Une transparence s'impose ici, parce qu'elle m'a coûté une clarification en cours de projet. Mes premiers contrats de développement spécifique ne distinguaient pas assez nettement le socle technique que je réutilise d'un client à l'autre, comme l'authentification ou la facturation, et la partie réellement propre au client. Un client m'a demandé si la cession couvrait tout, et ma réponse honnête était non : le socle reste à moi, sous licence d'utilisation perpétuelle pour lui, et le spécifique lui est cédé en exclusivité. C'est aujourd'hui écrit noir sur blanc au devis. Un prestataire qui vous répond que "tout est à vous" sans distinguer ces deux couches vous ment ou n'a pas réfléchi à la question. Les deux sont mauvais signe.
Mon verdict
Considérez que le code ne vous appartient pas tant que vous n'avez pas trois choses réunies : une clause de cession qui énumère les droits, l'exclusivité sur la partie spécifique, et vos propres accès aux dépôts, hébergements et noms de domaine. Un seul de ces trois éléments manquant suffit à vous rendre dépendant.

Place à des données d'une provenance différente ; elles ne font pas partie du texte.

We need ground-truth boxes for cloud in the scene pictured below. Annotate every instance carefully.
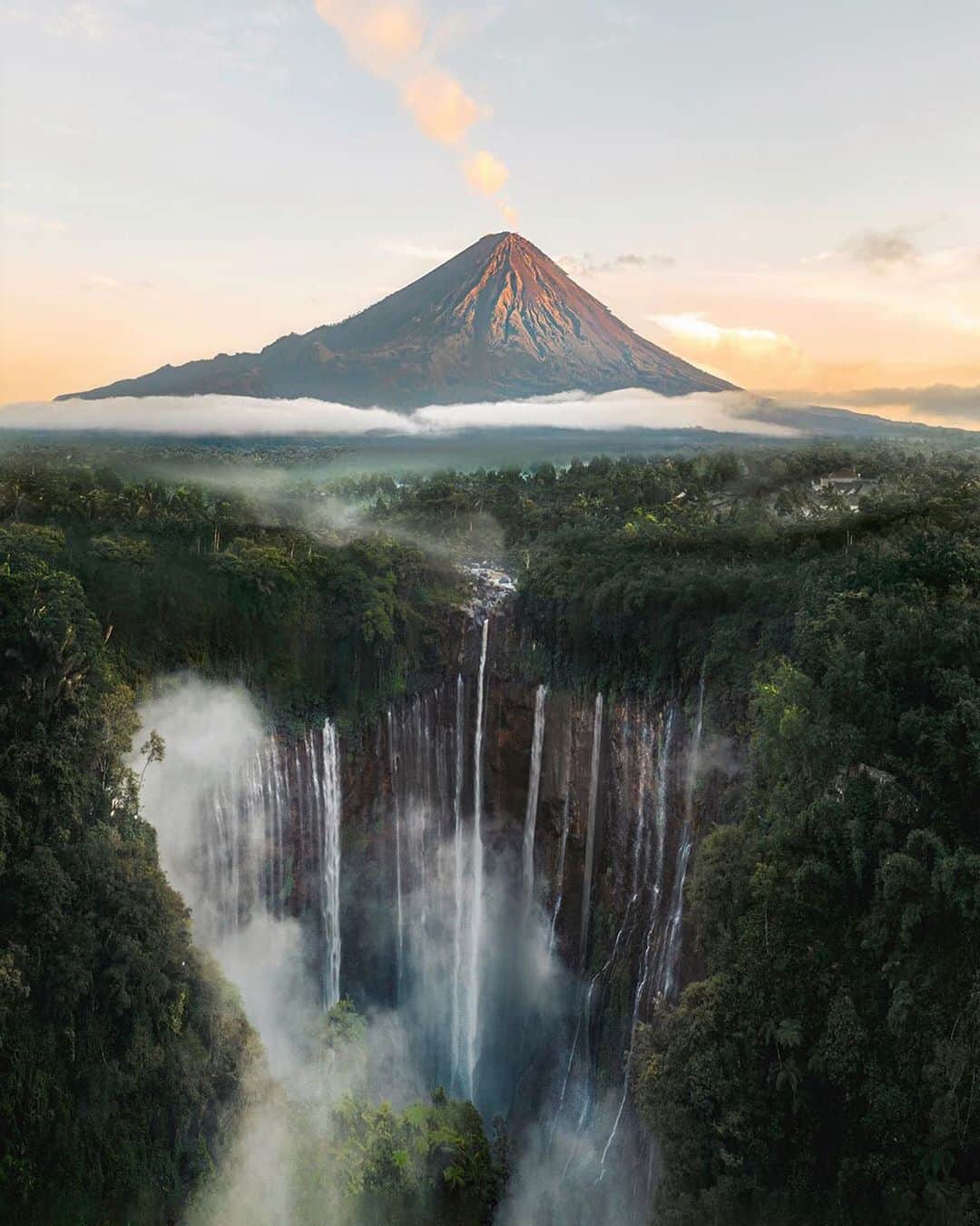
[827,384,980,424]
[0,388,794,437]
[557,251,673,277]
[315,0,510,207]
[646,311,818,387]
[317,0,426,77]
[840,226,920,271]
[377,238,456,263]
[648,311,792,348]
[401,70,488,144]
[44,0,104,41]
[463,150,510,196]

Le meilleur moment pour poser ces questions, c'est avant la signature, quand la relation est bonne et que la demande passe pour du sérieux plutôt que pour de la méfiance. Un prestataire compétent vous répondra sans détour, parce qu'il a déjà réfléchi à ces sujets et qu'il applique la même rigueur à ses propres actifs. Une régularisation obtenue après coup dépend en revanche du bon vouloir de quelqu'un qui n'a plus rien à gagner à vous la signer.

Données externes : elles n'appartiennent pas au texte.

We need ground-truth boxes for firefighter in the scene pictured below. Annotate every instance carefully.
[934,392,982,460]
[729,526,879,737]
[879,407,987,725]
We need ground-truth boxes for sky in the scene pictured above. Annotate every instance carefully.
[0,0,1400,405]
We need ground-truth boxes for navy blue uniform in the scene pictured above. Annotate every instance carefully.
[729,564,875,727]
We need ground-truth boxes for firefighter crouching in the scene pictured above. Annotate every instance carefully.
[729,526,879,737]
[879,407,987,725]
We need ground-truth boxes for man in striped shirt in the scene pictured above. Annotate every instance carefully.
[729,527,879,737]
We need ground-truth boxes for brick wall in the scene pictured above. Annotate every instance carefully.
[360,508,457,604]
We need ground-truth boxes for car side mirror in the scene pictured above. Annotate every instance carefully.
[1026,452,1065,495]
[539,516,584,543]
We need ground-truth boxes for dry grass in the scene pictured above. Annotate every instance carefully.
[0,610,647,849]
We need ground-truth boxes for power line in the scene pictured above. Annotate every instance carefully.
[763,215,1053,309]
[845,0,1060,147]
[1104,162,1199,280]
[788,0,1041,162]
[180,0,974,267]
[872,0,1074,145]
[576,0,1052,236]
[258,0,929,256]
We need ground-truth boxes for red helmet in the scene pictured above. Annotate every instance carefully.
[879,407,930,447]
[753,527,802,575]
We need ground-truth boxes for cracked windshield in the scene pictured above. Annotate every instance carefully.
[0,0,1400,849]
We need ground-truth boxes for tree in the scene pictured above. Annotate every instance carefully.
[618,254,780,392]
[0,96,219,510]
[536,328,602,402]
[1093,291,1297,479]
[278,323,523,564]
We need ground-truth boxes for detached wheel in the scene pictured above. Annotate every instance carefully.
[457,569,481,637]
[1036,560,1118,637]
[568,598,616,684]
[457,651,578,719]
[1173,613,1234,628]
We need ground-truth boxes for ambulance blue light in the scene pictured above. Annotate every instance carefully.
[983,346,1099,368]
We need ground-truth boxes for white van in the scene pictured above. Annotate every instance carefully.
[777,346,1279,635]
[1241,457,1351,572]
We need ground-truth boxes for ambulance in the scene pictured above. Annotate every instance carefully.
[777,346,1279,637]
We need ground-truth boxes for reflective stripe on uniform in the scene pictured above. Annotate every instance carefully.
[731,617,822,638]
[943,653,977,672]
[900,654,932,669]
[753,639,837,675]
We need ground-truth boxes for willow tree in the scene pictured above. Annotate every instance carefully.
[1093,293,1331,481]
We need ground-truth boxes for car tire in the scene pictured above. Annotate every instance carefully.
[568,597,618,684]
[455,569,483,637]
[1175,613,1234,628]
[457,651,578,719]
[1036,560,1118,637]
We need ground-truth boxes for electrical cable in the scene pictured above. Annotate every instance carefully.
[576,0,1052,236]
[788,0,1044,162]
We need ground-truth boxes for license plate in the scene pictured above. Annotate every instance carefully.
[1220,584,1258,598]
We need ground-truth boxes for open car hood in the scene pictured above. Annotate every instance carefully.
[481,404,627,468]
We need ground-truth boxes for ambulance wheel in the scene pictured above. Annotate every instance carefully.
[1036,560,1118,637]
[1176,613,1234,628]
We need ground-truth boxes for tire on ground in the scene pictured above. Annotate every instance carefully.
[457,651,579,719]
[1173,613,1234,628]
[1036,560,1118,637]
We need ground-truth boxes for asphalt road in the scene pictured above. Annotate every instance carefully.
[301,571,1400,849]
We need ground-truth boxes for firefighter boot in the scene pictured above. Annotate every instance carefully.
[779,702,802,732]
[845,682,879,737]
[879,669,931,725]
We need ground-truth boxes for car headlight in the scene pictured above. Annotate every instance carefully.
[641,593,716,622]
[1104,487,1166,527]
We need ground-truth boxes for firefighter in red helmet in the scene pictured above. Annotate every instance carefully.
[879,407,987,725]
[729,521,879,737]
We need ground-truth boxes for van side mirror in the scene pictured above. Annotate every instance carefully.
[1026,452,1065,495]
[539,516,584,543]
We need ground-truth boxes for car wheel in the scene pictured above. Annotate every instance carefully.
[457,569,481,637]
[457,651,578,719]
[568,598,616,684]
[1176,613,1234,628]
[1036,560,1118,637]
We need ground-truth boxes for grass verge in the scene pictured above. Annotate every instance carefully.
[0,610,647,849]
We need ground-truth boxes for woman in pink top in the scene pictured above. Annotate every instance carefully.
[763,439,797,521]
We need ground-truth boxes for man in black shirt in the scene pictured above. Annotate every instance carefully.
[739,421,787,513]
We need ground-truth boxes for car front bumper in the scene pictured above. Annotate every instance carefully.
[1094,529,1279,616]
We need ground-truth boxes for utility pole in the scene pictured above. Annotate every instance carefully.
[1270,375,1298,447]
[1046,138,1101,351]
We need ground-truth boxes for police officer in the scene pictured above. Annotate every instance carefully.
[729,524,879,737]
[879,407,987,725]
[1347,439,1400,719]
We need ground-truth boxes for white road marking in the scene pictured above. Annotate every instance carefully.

Ce sujet touche à la fois au droit des contrats et à la propriété intellectuelle. Les principes exposés ici sont ceux du Code de la propriété intellectuelle, mais la rédaction d'une clause qui tient devant un juge relève d'un avocat spécialisé, surtout si un litige est déjà en germe. Si vous préparez un projet de logiciel métier et que vous voulez que ces questions soient cadrées dès le devis, parlons de votre projet et je vous montrerai comment je formalise la cession et la remise des accès.
Questions fréquentes
Le code que j'ai payé m'appartient-il automatiquement ?
Non. Le paiement rémunère une prestation, il n'opère pas de transfert de droits d'auteur. Le prestataire reste titulaire des droits patrimoniaux sur le code qu'il a écrit tant qu'aucune cession écrite et conforme à l'article L131-3 du Code de la propriété intellectuelle n'a été signée. Sans cette clause, vous disposez au mieux d'un droit d'usage implicite très limité.
Une clause disant tous droits cédés suffit-elle ?
Non, elle est fragile. L'article L131-3 exige que chacun des droits cédés fasse l'objet d'une mention distincte et que le domaine d'exploitation soit délimité quant à son étendue, sa destination, le lieu et la durée. Une formule globale ne remplit pas ces conditions et se retrouve régulièrement écartée. Faites énumérer les droits un par un.
Mon prestataire peut-il réutiliser mon code chez un concurrent ?
Cela dépend entièrement du contrat. En l'absence de cession exclusive, il conserve ses droits sur le code et peut le réutiliser, y compris pour une entreprise de votre secteur. Il faut distinguer le socle technique générique, dont la réutilisation est normale, de la partie spécifique à votre activité, qui doit être cédée en exclusivité.
Que faire si mon prestataire refuse de céder le code ?
Deux cas. S'il s'agit d'un logiciel en abonnement mutualisé, ce refus est normal et vous n'avez pas besoin de la propriété. S'il s'agit d'un développement spécifique que vous avez financé, négociez à défaut un entiercement auprès d'un tiers de confiance, qui vous remettra le code si le prestataire disparaît ou cesse la maintenance, et assurez-vous au minimum de détenir vous-même les accès à l'hébergement et aux noms de domaine.